In many ways, China follows the trail already blazed by nations such as South Korea and Japan: First, low-end manufacturing like toys, then electronic goods like DVD players. Then automobiles.

But China has developed on a bigger scale, with more investment from multinational companies, and now is plowing its profits heavily into investments in research and education in the hopes of becoming an innovation-based economy.

Its moves will affect not just economics but geopolitics as well.

The US, long the world's lone superpower, now faces an emerging China that is both a major partner and a potential rival on the world stage.

"The richer the Chinese get, ... the stronger their defense capabilities get," says Adam Segal, a senior fellow in China studies at the Council on Foreign Relations in New York.

Whether US-China relations will grow more or less stable over time is the key question. "The more interdependent our economies become, the more we all have to lose from any conflict, either economic or military," Mr. Segal says.

China's rising economic capabilities, in many cases, have military applications as well, and Beijing's defense budget has been growing. In January, it unnerved the US by conducting a test in which it used a missile to knock out a satellite. It began deploying a new fighter jet recently.

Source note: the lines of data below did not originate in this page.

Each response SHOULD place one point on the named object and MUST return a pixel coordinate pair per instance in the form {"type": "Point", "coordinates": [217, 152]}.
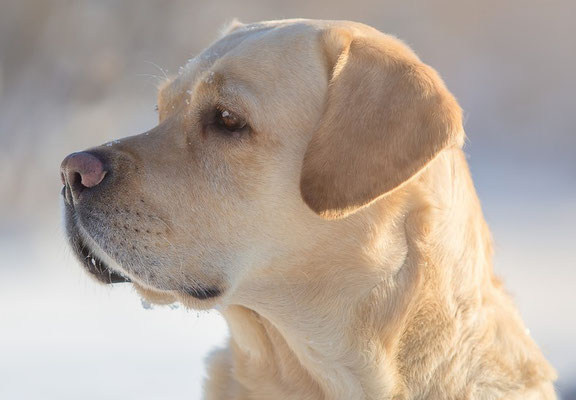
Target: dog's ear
{"type": "Point", "coordinates": [386, 116]}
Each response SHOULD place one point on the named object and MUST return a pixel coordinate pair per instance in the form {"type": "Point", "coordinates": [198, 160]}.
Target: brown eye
{"type": "Point", "coordinates": [229, 121]}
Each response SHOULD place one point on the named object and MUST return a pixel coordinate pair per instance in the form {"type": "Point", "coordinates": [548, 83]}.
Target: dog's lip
{"type": "Point", "coordinates": [98, 268]}
{"type": "Point", "coordinates": [86, 255]}
{"type": "Point", "coordinates": [203, 293]}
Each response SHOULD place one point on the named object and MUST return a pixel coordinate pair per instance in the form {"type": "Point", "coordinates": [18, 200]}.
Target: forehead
{"type": "Point", "coordinates": [264, 58]}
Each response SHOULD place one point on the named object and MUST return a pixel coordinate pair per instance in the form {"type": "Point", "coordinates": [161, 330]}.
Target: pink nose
{"type": "Point", "coordinates": [80, 171]}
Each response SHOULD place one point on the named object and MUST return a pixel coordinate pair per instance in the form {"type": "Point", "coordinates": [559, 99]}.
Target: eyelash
{"type": "Point", "coordinates": [229, 122]}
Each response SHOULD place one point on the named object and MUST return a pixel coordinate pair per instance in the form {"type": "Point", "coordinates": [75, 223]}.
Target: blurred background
{"type": "Point", "coordinates": [74, 74]}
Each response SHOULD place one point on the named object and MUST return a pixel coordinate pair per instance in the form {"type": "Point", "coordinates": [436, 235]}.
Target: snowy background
{"type": "Point", "coordinates": [78, 73]}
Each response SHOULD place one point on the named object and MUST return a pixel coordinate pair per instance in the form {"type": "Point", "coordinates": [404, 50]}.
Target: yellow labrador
{"type": "Point", "coordinates": [307, 178]}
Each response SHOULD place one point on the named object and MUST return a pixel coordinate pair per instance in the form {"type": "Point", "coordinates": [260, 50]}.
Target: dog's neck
{"type": "Point", "coordinates": [396, 314]}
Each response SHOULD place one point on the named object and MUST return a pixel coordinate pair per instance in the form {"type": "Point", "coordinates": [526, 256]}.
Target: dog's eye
{"type": "Point", "coordinates": [229, 122]}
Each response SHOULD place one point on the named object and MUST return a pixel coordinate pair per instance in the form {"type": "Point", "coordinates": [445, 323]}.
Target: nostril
{"type": "Point", "coordinates": [80, 171]}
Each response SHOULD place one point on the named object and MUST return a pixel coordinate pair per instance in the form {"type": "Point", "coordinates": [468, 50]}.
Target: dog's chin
{"type": "Point", "coordinates": [195, 299]}
{"type": "Point", "coordinates": [96, 267]}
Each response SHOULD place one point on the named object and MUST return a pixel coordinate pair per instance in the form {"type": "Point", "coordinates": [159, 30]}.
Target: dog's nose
{"type": "Point", "coordinates": [80, 171]}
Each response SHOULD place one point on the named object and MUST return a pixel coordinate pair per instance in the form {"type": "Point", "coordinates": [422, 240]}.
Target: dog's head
{"type": "Point", "coordinates": [277, 130]}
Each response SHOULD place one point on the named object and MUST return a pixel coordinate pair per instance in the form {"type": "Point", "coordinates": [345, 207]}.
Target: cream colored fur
{"type": "Point", "coordinates": [344, 229]}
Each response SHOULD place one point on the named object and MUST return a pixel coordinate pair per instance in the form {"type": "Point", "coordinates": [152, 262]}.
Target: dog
{"type": "Point", "coordinates": [307, 179]}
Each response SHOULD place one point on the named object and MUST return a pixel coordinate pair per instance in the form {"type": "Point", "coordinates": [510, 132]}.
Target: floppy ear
{"type": "Point", "coordinates": [386, 116]}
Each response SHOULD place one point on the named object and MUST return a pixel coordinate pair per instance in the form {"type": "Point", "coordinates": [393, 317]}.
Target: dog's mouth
{"type": "Point", "coordinates": [86, 255]}
{"type": "Point", "coordinates": [95, 266]}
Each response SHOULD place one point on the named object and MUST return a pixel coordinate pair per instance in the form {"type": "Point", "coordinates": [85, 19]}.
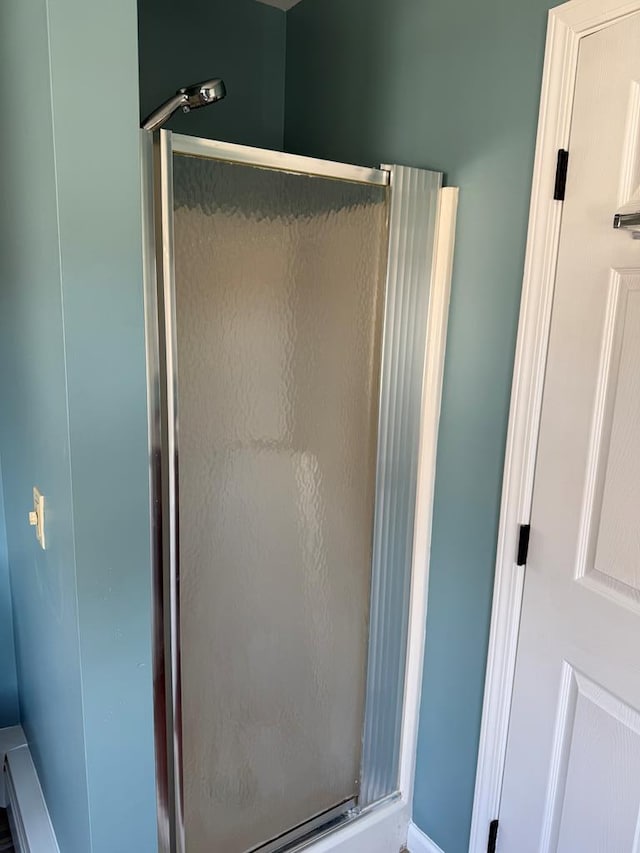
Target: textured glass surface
{"type": "Point", "coordinates": [412, 226]}
{"type": "Point", "coordinates": [279, 298]}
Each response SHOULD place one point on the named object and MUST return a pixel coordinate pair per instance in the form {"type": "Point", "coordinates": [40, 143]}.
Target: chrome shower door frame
{"type": "Point", "coordinates": [387, 772]}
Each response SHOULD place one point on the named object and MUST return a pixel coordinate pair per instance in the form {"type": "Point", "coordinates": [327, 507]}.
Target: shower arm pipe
{"type": "Point", "coordinates": [164, 112]}
{"type": "Point", "coordinates": [189, 98]}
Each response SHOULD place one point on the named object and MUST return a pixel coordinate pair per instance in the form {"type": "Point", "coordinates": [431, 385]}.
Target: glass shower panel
{"type": "Point", "coordinates": [279, 298]}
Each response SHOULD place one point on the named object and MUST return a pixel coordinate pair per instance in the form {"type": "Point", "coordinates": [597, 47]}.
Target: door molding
{"type": "Point", "coordinates": [567, 25]}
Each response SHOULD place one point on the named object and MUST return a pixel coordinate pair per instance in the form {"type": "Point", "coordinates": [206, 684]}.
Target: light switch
{"type": "Point", "coordinates": [36, 516]}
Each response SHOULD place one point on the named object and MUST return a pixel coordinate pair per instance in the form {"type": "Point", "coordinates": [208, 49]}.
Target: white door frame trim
{"type": "Point", "coordinates": [568, 24]}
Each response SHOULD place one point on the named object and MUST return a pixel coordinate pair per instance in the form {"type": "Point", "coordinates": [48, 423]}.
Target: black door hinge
{"type": "Point", "coordinates": [493, 837]}
{"type": "Point", "coordinates": [561, 174]}
{"type": "Point", "coordinates": [523, 544]}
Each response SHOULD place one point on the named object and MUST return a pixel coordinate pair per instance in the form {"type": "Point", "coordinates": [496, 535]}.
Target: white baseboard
{"type": "Point", "coordinates": [21, 795]}
{"type": "Point", "coordinates": [418, 842]}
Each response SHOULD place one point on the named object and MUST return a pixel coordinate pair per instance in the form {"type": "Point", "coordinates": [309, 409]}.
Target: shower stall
{"type": "Point", "coordinates": [287, 306]}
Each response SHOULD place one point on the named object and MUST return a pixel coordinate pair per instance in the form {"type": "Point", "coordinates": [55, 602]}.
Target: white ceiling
{"type": "Point", "coordinates": [280, 4]}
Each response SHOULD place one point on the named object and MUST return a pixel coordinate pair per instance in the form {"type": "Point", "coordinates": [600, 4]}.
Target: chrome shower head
{"type": "Point", "coordinates": [187, 99]}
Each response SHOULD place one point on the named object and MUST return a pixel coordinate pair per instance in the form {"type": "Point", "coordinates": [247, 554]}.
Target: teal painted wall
{"type": "Point", "coordinates": [73, 419]}
{"type": "Point", "coordinates": [34, 426]}
{"type": "Point", "coordinates": [9, 714]}
{"type": "Point", "coordinates": [239, 40]}
{"type": "Point", "coordinates": [95, 104]}
{"type": "Point", "coordinates": [452, 86]}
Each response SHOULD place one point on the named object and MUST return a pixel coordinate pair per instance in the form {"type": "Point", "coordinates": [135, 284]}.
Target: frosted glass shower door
{"type": "Point", "coordinates": [277, 325]}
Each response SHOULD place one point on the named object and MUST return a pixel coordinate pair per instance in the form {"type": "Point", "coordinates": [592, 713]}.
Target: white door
{"type": "Point", "coordinates": [572, 775]}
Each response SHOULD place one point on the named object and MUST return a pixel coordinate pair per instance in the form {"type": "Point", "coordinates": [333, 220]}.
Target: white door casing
{"type": "Point", "coordinates": [574, 657]}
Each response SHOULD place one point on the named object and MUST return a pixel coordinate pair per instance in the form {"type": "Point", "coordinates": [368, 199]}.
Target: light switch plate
{"type": "Point", "coordinates": [36, 518]}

Just how fast is China climbing the industrial value chain? "Probably faster than we expect but not as fast as the hype," Segal says. "I don't think they're going to eat our lunch anytime soon."

In commercial aviation, for example, China remains far behind the US and Europe. "I find it difficult to believe that they could develop their own" large aircraft from scratch in just 13 years, says Paul Nisbet, an aerospace analyst at JSA Research in Newport, R.I.

Still, China has signed a deal with Airbus to assemble the A-320 jetliner. That, coupled with China's own massive investment in the industry, could build its capability over time. Chinese companies have a track record of using foreign partnerships to build domestic expertise.

"This narrowing of the technology gap is occurring in many, many fields," says Mr. McMillion, the Washington economist. In part, he says, "the issue is that multinational companies are now building their very best products in China" as well as in the US.

Since China has much lower labor costs, that holds a potential threat to the high-cost standard of living to which Americans are accustomed.

Already some signs of strain have emerged, some economists say.

The competition of lower-cost and increasingly skilled labor in emerging nations "has put unrelenting pressure on employment and real wages in the high-cost developed world," Stephen Roach of Morgan Stanley, a New York investment bank, writes in a recent report.